Considering that obesity and low cardiorespiratory fitness are risk factors for many chronic illnesses, such as heart disease and diabetes, forced inactivity due to the prolonged effects of injury in obese children may have dire consequences. Therefore, interventions that focus on the specific rehabilitation needs of overweight young patients are critical. In this regard, aggressive early management of swelling may be an important target for treatment. Persistent inflammation following joint injury has deleterious effects on articular cartilage.34 Overweight and obese children have persistent swelling and pain following ankle injury,32 and this might reflect a prolonged inflammatory response to injury. Considering that obesity is a strong risk factor for the development of osteoarthritis35 and that childhood obesity is associated with elevations in systemic inflammatory markers such as C reactive protein and interleukin-6 (IL-6),36 37 effective management of postinjury joint inflammation may be more important in overweight young patients with acute joint injuries. Physical modalities for controlling joint swelling, such as cryotherapy and electrical stimulation combined with compression and elevation, may need to be applied more frequently or for longer durations for the overweight patient. Additionally, progression of weight bearing or other joint compressive loading may need to be delayed. However, it may be equally important to avoid prolonged joint immobilisation in order to avoid deleterious effects on articular cartilage.38 Furthermore, immobilisation has been shown to have a proinflammatory effect, while continuous passive motion has been shown to have an anti-inflammatory effect.39 Therefore, for joint injuries, such as ankle sprains, overweight and obese patients may benefit from (1) increased provision of supervised physical therapy emphasising modalities that control swelling, (2) longer periods of non-weight-bearing with slower progression of partial weight-bearing and (3) continuous passive motion or other low load cyclic joint motion.

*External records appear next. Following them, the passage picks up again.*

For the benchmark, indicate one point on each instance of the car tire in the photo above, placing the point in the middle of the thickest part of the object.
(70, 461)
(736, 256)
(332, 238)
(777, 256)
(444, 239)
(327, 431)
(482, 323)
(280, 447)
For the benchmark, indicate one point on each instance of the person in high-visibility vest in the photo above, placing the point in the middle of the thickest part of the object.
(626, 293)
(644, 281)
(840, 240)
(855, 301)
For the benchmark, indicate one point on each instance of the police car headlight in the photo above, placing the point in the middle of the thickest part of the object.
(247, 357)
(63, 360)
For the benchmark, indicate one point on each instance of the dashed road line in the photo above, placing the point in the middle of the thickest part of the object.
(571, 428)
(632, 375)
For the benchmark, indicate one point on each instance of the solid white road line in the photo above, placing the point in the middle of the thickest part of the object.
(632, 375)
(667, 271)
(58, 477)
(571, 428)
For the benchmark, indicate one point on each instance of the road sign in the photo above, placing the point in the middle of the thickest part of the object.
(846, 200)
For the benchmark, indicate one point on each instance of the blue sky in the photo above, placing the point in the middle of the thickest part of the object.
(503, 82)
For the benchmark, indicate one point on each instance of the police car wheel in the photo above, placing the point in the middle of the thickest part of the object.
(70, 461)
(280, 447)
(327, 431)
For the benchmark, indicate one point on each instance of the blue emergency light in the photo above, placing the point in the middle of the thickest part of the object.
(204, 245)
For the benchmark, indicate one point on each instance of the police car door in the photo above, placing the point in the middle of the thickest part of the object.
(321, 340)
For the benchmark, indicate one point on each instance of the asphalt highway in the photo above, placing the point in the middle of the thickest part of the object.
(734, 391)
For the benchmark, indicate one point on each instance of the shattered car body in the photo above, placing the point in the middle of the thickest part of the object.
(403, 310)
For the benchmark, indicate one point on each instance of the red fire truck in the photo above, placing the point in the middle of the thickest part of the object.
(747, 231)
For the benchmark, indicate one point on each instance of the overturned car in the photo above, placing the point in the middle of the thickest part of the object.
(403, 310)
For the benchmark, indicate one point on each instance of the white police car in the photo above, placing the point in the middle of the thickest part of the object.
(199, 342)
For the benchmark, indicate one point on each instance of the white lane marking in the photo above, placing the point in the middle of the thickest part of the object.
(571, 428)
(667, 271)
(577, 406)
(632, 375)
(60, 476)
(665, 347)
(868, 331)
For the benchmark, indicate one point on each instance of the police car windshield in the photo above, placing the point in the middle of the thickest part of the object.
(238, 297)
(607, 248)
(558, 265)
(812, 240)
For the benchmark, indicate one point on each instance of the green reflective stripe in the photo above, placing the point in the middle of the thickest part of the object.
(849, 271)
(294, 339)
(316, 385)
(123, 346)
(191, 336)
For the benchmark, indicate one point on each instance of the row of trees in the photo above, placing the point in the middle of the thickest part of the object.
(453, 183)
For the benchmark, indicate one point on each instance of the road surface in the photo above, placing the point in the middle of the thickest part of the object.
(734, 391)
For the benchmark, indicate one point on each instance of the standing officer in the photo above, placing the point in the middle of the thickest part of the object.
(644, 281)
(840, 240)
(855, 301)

Growth and development in the overweight young athlete

An additional concern for the overweight young athlete is that being overweight is associated with elevations in systemic inflammatory markers36 37 and that proinflammatory cytokines can inhibit anabolic hormones associated with growth and development.40 In non-obese wrestlers, intense training results in elevations in inflammatory cytokines and depression of anabolic mediators.41 42 These effects are reversed when intense training ceases.42 The effect of obesity on the anabolic hormonal response to exercise and training in children has not been studied extensively. Acute exercise-induced elevations in growth hormone are attenuated in obese children versus normal weight children,43 but it is unknown if such effects impair adaptations to exercise training.

Further research

Large-scale prospective studies are needed to quantify the relationship between obesity and injury risk in youth sports. Studies with sufficient sample size and diversity can quantify sports-, gender- and injury-specific effects. Additionally, time-based measures of athletic exposures are needed to accurately document injury incidence, and as a basis for analysing risk factors and injury-prevention interventions. Once the magnitude of the problem is established for a particular sport and particular types of injuries, specific injury-prevention interventions can be designed and tested. The possibility that overweight young athletes have a protracted recovery from injury and are at increased risk for residual symptoms needs to be examined.

Conclusions

Based on a growing volume of diverse literature, it appears that overweight and obese adolescents are at increased risk of injury in sports and general physical activity. The exact mechanism of increased risk has not been established, but a general consensus is that impairment in postural stability is an important factor. Balance training is a viable intervention to reduce the injury risk associated with being overweight or obese.